Poster
in
Workshop: I Can’t Believe It’s Not Better (ICBINB): Failure Modes in the Age of Foundation Models
An Examination of the Robustness of Reference-Free Image Captioning Evaluation Metrics
Saba Ahmadi · Aishwarya Agrawal
Recently, reference-free metrics such as CLIPScore Hessel et al. (2021) and UMIC Lee et al. (2021) have been proposed for automatic evaluation of image captions. Our focus lies in evaluating the robustness of these metrics in scenarios that require distinguishing between two captions with high lexical overlap but very different meanings.
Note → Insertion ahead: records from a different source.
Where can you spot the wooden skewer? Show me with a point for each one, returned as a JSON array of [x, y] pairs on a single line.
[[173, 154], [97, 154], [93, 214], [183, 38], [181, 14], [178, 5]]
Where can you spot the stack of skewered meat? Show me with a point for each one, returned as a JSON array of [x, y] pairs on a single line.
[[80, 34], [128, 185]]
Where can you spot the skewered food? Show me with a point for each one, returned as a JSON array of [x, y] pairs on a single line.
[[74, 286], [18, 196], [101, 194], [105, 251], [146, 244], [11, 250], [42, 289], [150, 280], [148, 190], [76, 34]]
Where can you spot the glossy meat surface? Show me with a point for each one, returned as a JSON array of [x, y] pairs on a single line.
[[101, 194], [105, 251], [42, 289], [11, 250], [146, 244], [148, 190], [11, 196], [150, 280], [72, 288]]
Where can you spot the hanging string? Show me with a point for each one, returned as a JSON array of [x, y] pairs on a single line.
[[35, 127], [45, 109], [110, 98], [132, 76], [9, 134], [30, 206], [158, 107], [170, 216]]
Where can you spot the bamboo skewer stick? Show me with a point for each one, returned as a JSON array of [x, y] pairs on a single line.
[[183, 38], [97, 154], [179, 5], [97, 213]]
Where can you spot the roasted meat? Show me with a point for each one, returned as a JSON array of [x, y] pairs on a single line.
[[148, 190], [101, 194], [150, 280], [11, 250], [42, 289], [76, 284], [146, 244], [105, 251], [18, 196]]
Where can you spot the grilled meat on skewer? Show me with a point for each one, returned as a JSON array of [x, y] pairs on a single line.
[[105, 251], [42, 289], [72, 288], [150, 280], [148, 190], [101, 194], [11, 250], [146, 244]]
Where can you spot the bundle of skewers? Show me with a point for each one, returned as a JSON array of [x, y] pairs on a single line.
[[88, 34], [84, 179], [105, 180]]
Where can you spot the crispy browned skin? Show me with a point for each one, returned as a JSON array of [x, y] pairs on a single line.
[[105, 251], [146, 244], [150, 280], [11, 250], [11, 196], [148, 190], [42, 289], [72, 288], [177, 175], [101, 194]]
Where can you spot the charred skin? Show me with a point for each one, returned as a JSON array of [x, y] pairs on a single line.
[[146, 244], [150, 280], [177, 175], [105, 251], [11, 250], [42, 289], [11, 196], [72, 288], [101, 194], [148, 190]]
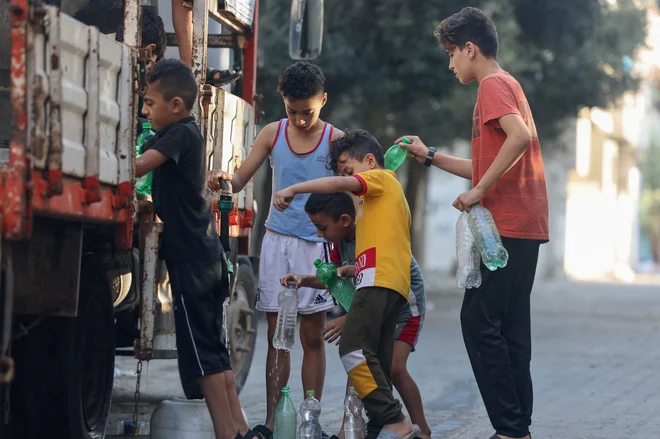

Our findings reveal that despite their high correlation with human judgments, both CLIPScore and UMIC struggle to identify fine-grained errors. While both metrics exhibit strong sensitivity to visual grounding errors, their sensitivity to caption implausibility errors is limited. Furthermore, we found that both metrics are sensitive to variations in the size of image-relevant objects mentioned in the caption, while CLIPScore is also quite sensitive to the number of mentions of image-relevant objects in the caption. Regarding linguistic aspects of a caption, both metrics show weak comprehension of negation, UMIC is majorly impacted by the caption length, and CLIPScore is insensitive to the structure of the caption to a great extent. We hope our findings will guide further improvements in reference-free evaluation of image captioning.